There are many challenges for retailers that intend to extract the most value from artificial intelligence. First, artificial intelligence requires a significant source of big data. The minimum requirement is 5,000 labeled data points per category, with 10 million required if artificial intelligence is expected to surpass human performance using traditional analytics techniques. Next, artificial intelligence excels when it is exposed to data sources that include a diverse range of data types including images, video, and audio. Without such data, artificial intelligence may not add value beyond traditional analytics techniques.

In addition, artificial intelligence techniques require frequent model updates (called refresh). Due to the velocity with which big data is collected, algorithms must be refreshed frequently to remain accurate given the changing circumstances in the data. Approximately 30 percent of algorithms must be refreshed monthly, while 25 percent need to be refreshed daily. More frequent refresh activity is needed for marketing and sales contexts, as data from these activities are updated quite frequently.
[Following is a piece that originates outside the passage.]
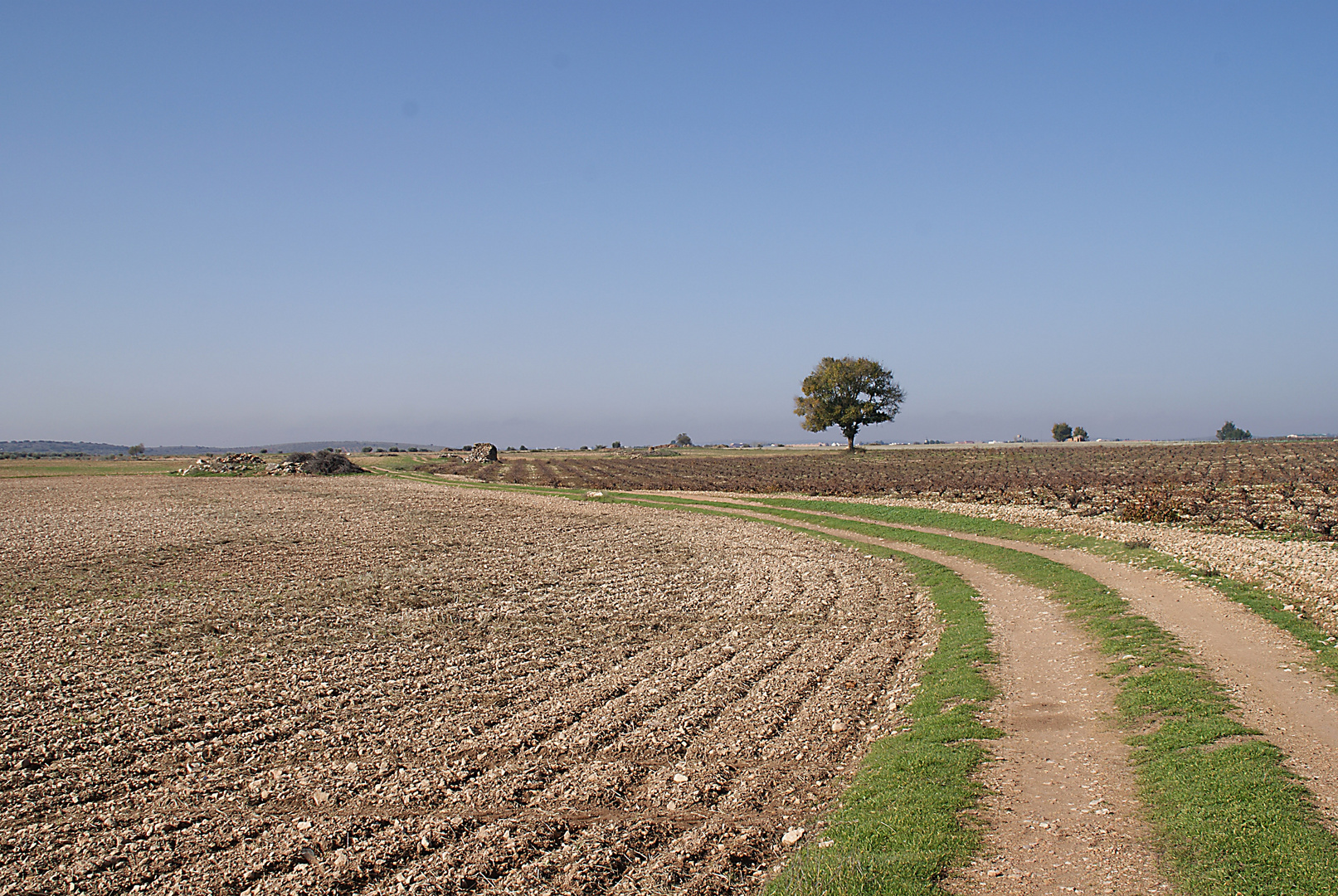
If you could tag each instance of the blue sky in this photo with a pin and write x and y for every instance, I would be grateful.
(569, 224)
Next, many companies experience difficulty when labeling the training data used for supervised learning algorithms. Such labeling is done manually through direct human operator interaction. Misleading labels can produce less than optimal results by algorithms. As one expert stated, “machines are taught they do not teach themselves.” Finally, a risk of bias in the data can significantly impact the outcomes produced by artificial intelligence. Human operators must clearly understand how training data were collected.

Final Word on A.I.

Artificial intelligence has received considerable attention in the popular press and by a multitude of companies during the past few years. The availability of significant (and growing) sources of big data, advancements in computational power and storage, and further improvements in artificial intelligence and deep learning have made this an ideal time for retailers to implement these important capabilities.

The retail sector possesses unique access to customer and location-based big data that provides them with the opportunity to significantly improve and update many aspects of their business processes. Improvement in developing more personalized marketing communication, executing more effective marketing campaigns, reducing and managing customer churn, providing more helpful and knowledgeable service for the customer, identifying future trends and styles to improve product assortment, and improving the customer experience are but a few areas that can be addressed and improved with artificial intelligence.

Although some challenges remain to gaining the most from big data and artificial intelligence, retailers that effectively implement artificial intelligence can receive vast benefits and assist with gaining competitive advantage in the marketplace.